P-CAD was the brand name of Personal CAD Systems, Inc., a California-based manufacturer of electronic design automation (EDA) software. It manufactured a CAD software available for personal computers. The company was divested into ACCEL Technologies, which was purchased by Altium in 2000. The last release of the software was in 2006, before it was retired in favor of the Altium Designer product.

==History==
Personal CAD Systems was founded in 1982 by Richard Nedbal and Roy Prasad. Both were former executives of American Microsystems, Inc. (AMI), a custom semiconductor company based in Santa Clara, California. Also, part of the founding team were Gregory Houston, VP marketing, a former Calma executive, and Chi-Song Horng, director of software engineering (later promoted as a vice president), a former AMI software engineering manager.

P-CAD was a play on personal computers, which were just becoming popular, following the launch of the IBM PC. The vision of the company was to disrupt the existing hegemony of $250,000 CAD systems based on mainframe computers and custom workstations, and make electronic CAD available to the masses at a cost under $10,000. The company originally raised US$500,000 from CrossPoint Venture Partners and US$3,000,000 in a second round from New Enterprise Associates and Robertson, Coleman and Stephens.

P-CAD went on to become the company with the biggest installed base of users of EDA, with over 10,000 users by 1988. At that time, P-CAD was the most prolific EDA company as measured by its user base, easily surpassing established CAD companies such as Autotrol, Calma, Intergraph, Daisy, Mentor, Cadnetix, CAE Systems, ECAD, SDA Systems, etc.
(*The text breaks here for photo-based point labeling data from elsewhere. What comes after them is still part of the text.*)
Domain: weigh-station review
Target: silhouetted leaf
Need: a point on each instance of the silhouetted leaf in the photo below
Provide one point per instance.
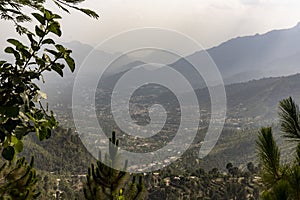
(39, 17)
(8, 153)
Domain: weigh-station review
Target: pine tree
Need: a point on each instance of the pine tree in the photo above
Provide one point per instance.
(18, 180)
(105, 182)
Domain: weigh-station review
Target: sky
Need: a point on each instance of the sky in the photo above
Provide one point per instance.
(209, 22)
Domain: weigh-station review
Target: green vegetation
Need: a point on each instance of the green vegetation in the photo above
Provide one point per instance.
(281, 181)
(105, 182)
(18, 180)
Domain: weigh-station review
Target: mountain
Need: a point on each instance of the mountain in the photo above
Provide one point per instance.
(275, 53)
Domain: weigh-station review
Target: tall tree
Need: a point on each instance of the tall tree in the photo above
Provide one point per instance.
(105, 182)
(21, 109)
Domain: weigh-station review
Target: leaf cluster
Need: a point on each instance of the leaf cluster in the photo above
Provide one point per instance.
(19, 94)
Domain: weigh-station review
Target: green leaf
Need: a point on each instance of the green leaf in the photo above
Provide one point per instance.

At that time, Cadence was just being formed with the merger of ECAD and SGA, and Synopsys was being founded as a new start up.

P-CAD's flagship products included schematic capture, logic simulation and PCB layout. Its single biggest customer was Texas Instruments. In 1989, P-CAD was acquired by Cadam, which was a subsidiary of Lockheed, but was in the process of being sold to IBM. At the time of acquisition, P-CAD had an installed base of over 100,000 end users, a record at that time. A few years later, the P-CAD group was divested by selling to ACCEL Technologies, an EDA software corporation from San Diego, California, which was acquired by Protel International Pty Ltd (now Altium) in 2000. The P-CAD product included schematic capture, component library management, PCB layout and routing, parametric constraint solver and auto-routing capability.

The last version of P-CAD was P-CAD 2006 with Service Pack 2, released in 2006. This was the last release made by Altium, who retired the product in favor of Altium Designer.